The major reserve currency central banks escalated their monetary unorthodoxy over the past month. On June 24, the European Central Bank (ECB) injected US$614.8 billion at 1% interest rate to stimulate the euro-zone economy. As for the US Federal Reserve, it decided on the same day to keep its interest rate at near zero. Its statement reads: "In these circumstances, the Federal Reserve will employ all available tools to promote economic recovery and to preserve price stability. As previously announced, to provide support to mortgage lending and housing markets and to improve overall conditions in private credit markets, the Federal Reserve will purchase a total of up to $1.25 trillion of agency mortgage-backed securities and up to $200 billion of agency debt by the end of the year. In addition, the Federal Reserve will buy up to $300 billion of Treasury securities by autumn."
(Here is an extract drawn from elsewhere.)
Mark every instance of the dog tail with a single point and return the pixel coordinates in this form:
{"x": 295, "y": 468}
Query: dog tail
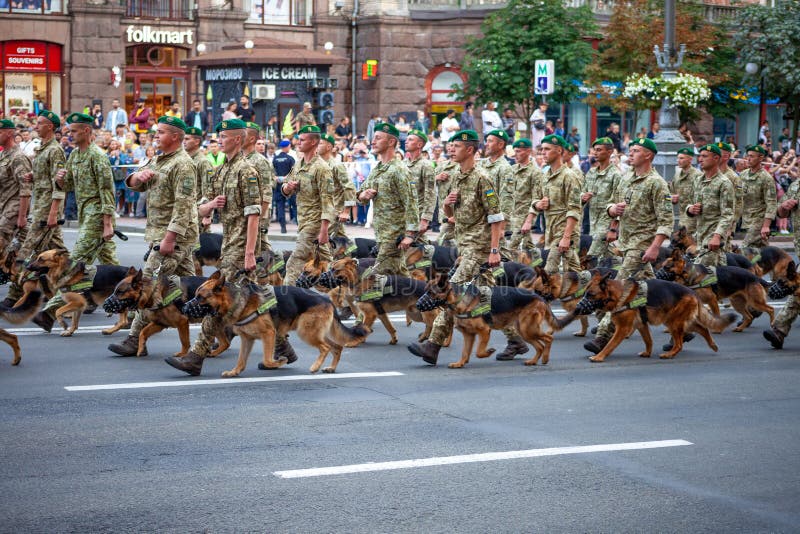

In effect, central banks have become interlocked in a devaluation

 

war by imposing near-zero interest rates and resorting to unlimited money printing. The ECB became retaliatory after the euro appreciated significantly against the US dollar (and thus lost export competitiveness) over a number of years, appreciating by 88% against the dollar from $0.84 per euro in October 2000 to $1.58 per euro in March in 2008. Consequently, the euro appreciated dramatically in relation to Asian and other currencies that were essentially fixed to the dollar and were vigilant to the US Fed’s deliberate depreciation policy.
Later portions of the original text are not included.